Our last question of the day…we'd love to highlight some advice from your career as a trauma nurse and then going into various different administrative roles, now overseeing an accreditation organization. What advice do you have for early health career professionals about meeting the challenges of healthcare today?

Dr. Chappell: I would say to the greatest extent you can, try to stay positive no matter what experience you have. I had a student one time who wanted to be in pediatrics and the rotation that was available was cardiovascular nursing. She had a summer nurse externship, but she came back every year to the students that I had in this program. And she said, you know what? I learned in that experience a lot of different things about caring for cardiovascular patients. I also know I don't want to be a cardiovascular nurse, but that's okay.

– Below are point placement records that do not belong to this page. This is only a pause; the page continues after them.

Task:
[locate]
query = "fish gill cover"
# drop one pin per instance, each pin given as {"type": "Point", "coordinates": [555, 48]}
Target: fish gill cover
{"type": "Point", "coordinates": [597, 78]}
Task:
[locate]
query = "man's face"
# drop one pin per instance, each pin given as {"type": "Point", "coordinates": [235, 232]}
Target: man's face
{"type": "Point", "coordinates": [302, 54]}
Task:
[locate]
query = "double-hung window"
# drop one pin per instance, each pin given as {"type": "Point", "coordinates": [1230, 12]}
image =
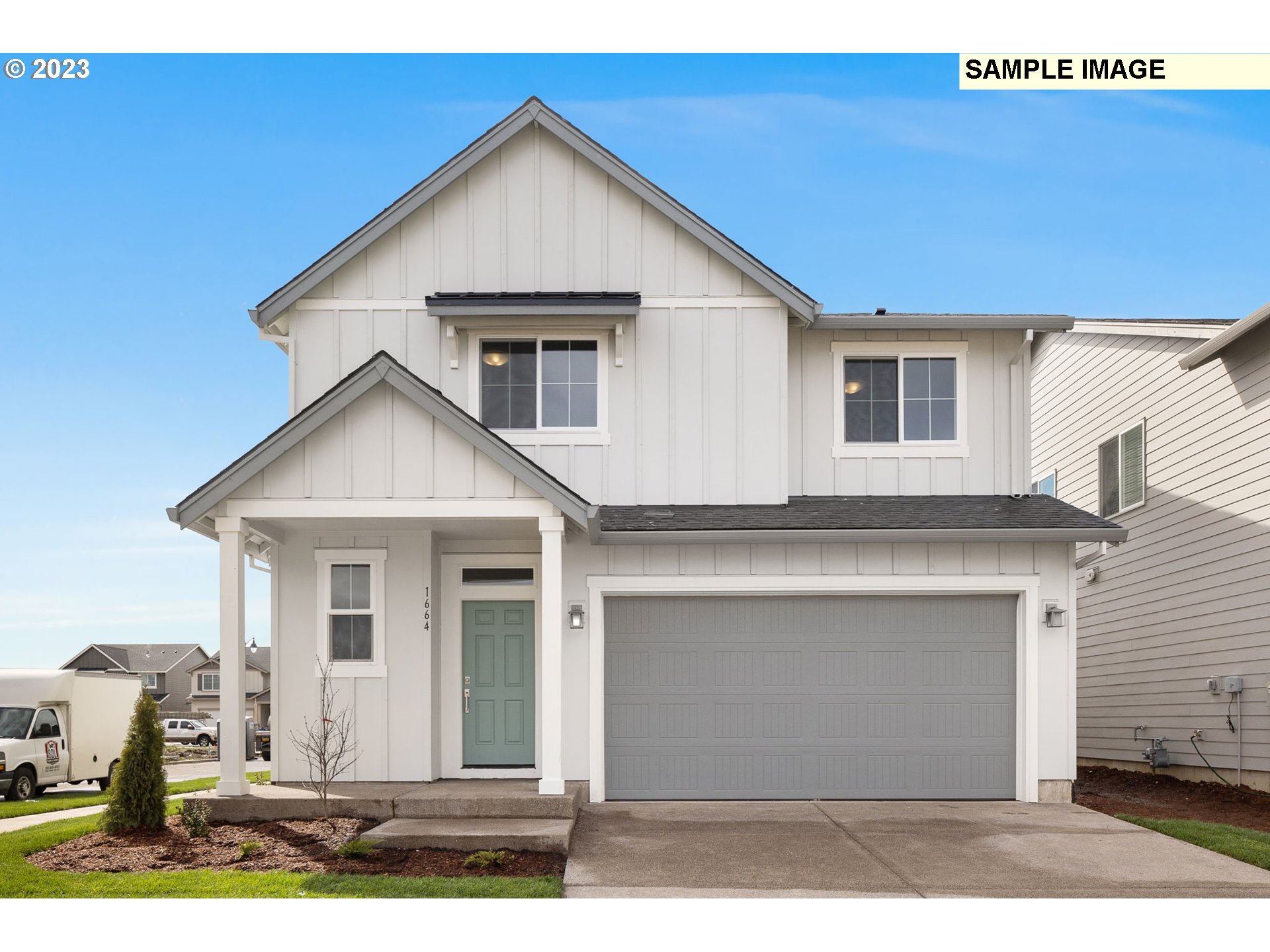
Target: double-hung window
{"type": "Point", "coordinates": [900, 399]}
{"type": "Point", "coordinates": [544, 383]}
{"type": "Point", "coordinates": [1046, 485]}
{"type": "Point", "coordinates": [1123, 471]}
{"type": "Point", "coordinates": [351, 611]}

You know, she learned something about what her future career would look like and she did a fabulous job. It’s just as important to know what areas are just not for you as it is to know the areas that you like and really are professionally rewarding. There's so many different ways you can go that that's fine. 

 

I think seeking out a mentor and seeking out a cheerleader is important because these programs are hard. They're very difficult. You need somebody who just says to you, keep going, you'll be great. You need that kind of balance to say, you know, it's okay to be scared, it's okay that it's tough, but you'll be fine. 

 

I think that the last thing is I always enjoy somebody who says yes to me, and I say that with this context: I've precepted a lot of people, I've mentored a lot of people, and I've asked them kind of to stretch themselves because that's what teachers do. The ones that are most successful are the ones that say, yes, I'll try. They may not be successful, but if I'm their preceptor, I'm their teacher, I'm not asking them to do something that I don't think they're capable of. I'm asking them to lean in and to try. 

 

Those people that I've had over the years that have said yes -- even when they're scared, even when they're not sure that they are as confident in themselves as I am of them -- they've excelled because I knew they were capable of it. They might not know that they were capable of it, but I knew that they were. There’s a couple of them that I can think of who are international leaders right now. They didn't start as international leaders. They started as analysts in different things, but they believed enough in my belief, my confidence in them that they tried and they're great. 

 

Hillary: Wow. That's really powerful. And they're very lucky to have you. I hear a little bit of the mom of two nursing students in there, as you said, you were their biggest cheerleader and clearly have done that and more for a number of the students and health professionals you've mentored. It's really, it's really wonderful advice, probably applicable to not just nursing students, but everyone. 

 

Dr. Chappell: Not just nursing students. Yeah. 

 

Hillary: Well, thank you so much for joining us today, Dr. Chappell. It's been such a pleasure chatting with you. Some really amazing topics we've covered and I look forward to hopefully staying in touch.

 

Dr. Chappell: Thank you. Thank you so much. And yeah, I hope it's helpful to your listeners. I truly have enjoyed chatting with you too. 

 

Hillary: And with that, I'm Hillary Acer. Thanks for checking out today's show. Remember to do your part to raise the line and strengthen the healthcare system. We're all in this together.